Design synthesis and characterization of stimuli responsive polymeric nanoparticles for targeted drug delivery

Abstract

newline Design of safe and efficient drug delivery system to administer therapeutic agents for life threatening diseases remains to be a major challenge in the field of drug delivery, where, the therapeutic agents are often associated with serious side effects of the drug exhibiting substantial toxicity to normal cells. Restriction to minimal dose of therapeutic agents is strategically used to avoid unwanted side effects, which leads to less effective treatment and associated drug resistance in the diseased cells.

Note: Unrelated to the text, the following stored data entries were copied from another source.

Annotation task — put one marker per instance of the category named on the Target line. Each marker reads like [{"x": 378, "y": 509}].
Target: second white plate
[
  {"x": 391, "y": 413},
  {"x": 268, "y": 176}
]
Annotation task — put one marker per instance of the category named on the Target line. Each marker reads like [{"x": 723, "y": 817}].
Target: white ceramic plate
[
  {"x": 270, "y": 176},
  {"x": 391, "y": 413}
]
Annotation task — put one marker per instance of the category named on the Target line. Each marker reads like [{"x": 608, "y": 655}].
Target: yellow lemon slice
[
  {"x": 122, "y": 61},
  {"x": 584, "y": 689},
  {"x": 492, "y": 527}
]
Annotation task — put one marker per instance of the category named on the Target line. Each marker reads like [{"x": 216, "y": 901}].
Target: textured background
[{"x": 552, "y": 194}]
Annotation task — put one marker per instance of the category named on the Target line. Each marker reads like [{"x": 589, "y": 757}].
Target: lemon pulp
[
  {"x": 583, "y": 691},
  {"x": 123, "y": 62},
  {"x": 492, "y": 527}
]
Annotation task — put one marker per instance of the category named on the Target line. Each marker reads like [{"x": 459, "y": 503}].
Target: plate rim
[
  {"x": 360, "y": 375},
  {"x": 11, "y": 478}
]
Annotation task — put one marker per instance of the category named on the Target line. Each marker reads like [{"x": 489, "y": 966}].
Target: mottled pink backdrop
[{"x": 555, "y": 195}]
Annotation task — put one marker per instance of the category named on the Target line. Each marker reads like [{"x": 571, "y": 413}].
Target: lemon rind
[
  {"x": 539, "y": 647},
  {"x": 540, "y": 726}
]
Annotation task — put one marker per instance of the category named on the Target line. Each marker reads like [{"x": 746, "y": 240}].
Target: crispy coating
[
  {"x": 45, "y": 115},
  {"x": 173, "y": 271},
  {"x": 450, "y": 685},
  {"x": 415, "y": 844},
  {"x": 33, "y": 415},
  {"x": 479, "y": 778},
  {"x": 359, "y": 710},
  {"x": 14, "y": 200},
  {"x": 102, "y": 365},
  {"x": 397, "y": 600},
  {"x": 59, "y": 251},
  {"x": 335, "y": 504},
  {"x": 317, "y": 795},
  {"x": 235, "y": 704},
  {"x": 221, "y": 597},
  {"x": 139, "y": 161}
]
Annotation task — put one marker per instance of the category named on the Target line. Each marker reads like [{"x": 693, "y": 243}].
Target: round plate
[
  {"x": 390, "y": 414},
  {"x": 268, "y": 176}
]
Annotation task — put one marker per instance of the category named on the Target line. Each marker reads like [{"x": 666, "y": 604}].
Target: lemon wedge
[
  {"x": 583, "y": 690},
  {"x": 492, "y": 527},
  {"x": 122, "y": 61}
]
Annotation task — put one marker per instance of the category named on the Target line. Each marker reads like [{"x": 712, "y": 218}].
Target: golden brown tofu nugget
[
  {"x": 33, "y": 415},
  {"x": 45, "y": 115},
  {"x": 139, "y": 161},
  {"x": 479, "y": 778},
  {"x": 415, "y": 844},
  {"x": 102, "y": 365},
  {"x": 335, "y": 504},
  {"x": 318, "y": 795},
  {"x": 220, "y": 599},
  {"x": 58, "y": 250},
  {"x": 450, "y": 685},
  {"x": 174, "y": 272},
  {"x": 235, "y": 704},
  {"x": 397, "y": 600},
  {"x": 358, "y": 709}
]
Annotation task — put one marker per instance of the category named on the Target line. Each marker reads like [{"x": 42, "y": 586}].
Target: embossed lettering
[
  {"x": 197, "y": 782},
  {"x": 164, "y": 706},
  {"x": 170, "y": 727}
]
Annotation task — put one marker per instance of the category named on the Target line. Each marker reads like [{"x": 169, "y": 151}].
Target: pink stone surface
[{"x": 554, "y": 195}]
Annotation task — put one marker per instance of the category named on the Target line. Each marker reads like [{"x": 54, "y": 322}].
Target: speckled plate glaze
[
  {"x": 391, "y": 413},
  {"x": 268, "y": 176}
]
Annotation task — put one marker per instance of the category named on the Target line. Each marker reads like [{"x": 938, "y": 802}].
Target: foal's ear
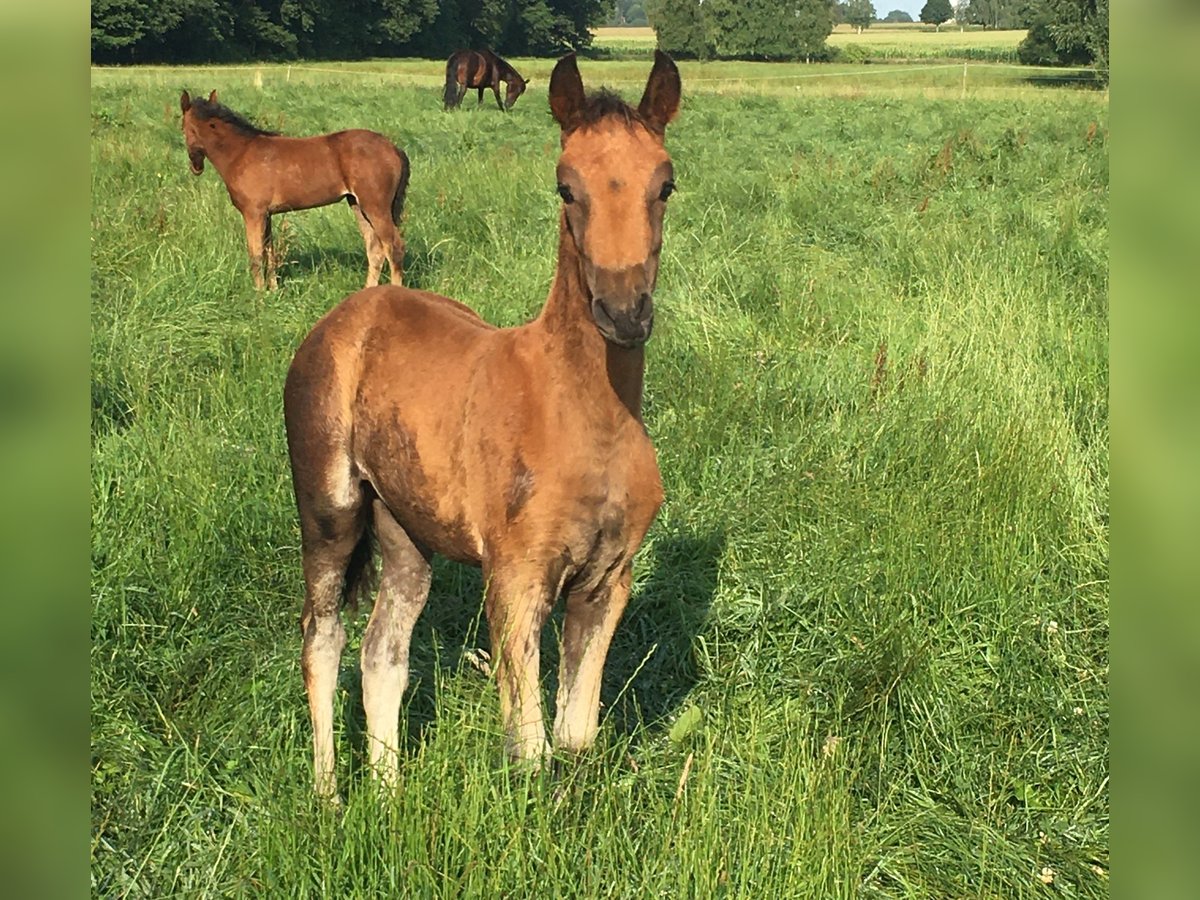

Nanomaterials, such as polymeric micelles, liposomes, nanogels, nanospheres and polymer drug conjugates, serve as one of the most recent and convenient technology to address the drawbacks associated with drug administration without any toxicity to the normal cells. These nanocarriers are capacitated to passively accumulate in tissues by enhanced permeation and retention (EPR) effect, thus, exhibiting enhanced therapeutic competence. For further improved target specific drug delivery, several recent research works have dedicated towards the development of stimuli-sensitive drug delivery system, where, the release of therapeutic moiety is regulated by physiological stimulus (such as pH, temperature, glutathione, etc.) after reaching the diseased site. The present work focuses on inflammation and lung cancer, where, the cellular microenvironment of an affected tissue is often different when compared to that of the normal tissues owing to accelerated atypical cellular metabolic reactions in the diseased cells.